I'm trying to figure out the regexp to match all the occurences of *this kind of strings*
. Two additional rules unfortunately made this thing more complicated than I thought:
- tagged string should start with
*
followed by non-whitespace character (so* this one*
should not be matched - tagged string should end with non-whitespace followed by
*
followed by whitespace (so*this one *
and*this o*ne
should not be matched
I started with simplest regexp \*\S([^\*]+)?\*
which for my testing string:
*foo 1 * 2 bar* foo *b* azz *qu **ux*
matches places in square brackets:
[*foo 1 *] 2 bar* foo [*b*] azz [*qu *][*ux*]

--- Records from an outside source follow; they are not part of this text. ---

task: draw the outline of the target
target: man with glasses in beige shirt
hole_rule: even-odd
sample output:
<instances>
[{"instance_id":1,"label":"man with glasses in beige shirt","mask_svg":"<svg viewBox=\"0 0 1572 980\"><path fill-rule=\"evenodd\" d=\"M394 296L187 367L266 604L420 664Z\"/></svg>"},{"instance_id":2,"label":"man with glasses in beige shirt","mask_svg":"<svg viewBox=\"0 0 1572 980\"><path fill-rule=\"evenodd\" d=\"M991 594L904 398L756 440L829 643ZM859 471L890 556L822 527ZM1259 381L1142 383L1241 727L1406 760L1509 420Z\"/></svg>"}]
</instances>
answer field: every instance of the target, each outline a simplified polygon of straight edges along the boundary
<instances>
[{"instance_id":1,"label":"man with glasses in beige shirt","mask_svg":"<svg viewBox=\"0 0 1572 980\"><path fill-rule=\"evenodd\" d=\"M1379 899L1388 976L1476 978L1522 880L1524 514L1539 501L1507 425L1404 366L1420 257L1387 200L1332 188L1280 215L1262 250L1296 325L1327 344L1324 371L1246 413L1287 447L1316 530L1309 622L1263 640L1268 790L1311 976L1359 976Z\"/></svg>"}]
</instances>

and this is what I'd like to achieve:
[*foo 1 * 2 bar*] foo [*b*] azz [*qu **ux*]
so 2 problems appear:
- how to express in a regexp a rule from 2. "search till first non-whitespace followed
*
followed by whitespace appears"? positive lookahead? - how to match whitespace from rule 2. but not include it into result, which
\*\S([^\*]+)?\*\s
would do?
public class Test {
public static void main(String[] args) {
Pattern pattern = Pattern.compile("\\*\\S.*?(?<!\\s)\\*(?=\\s|$)");
Matcher matcher = pattern.matcher("*foo 1 * 2 bar* foo *b* azz *qu **ux*");
int i = 1;
while(matcher.find()) {
System.out.printf("%d: %s%n", i++, matcher.group());
}
}
}
*\S : * followed by a non-whitespace char
.*? : consume chars non-greedy.
(?<!\s)* : * following non-whitespace char. This is negative look behind, which does not consume non-whitespace char.
(?=\s|$) : positive lookahead. * should be followed by whitespace or end of line.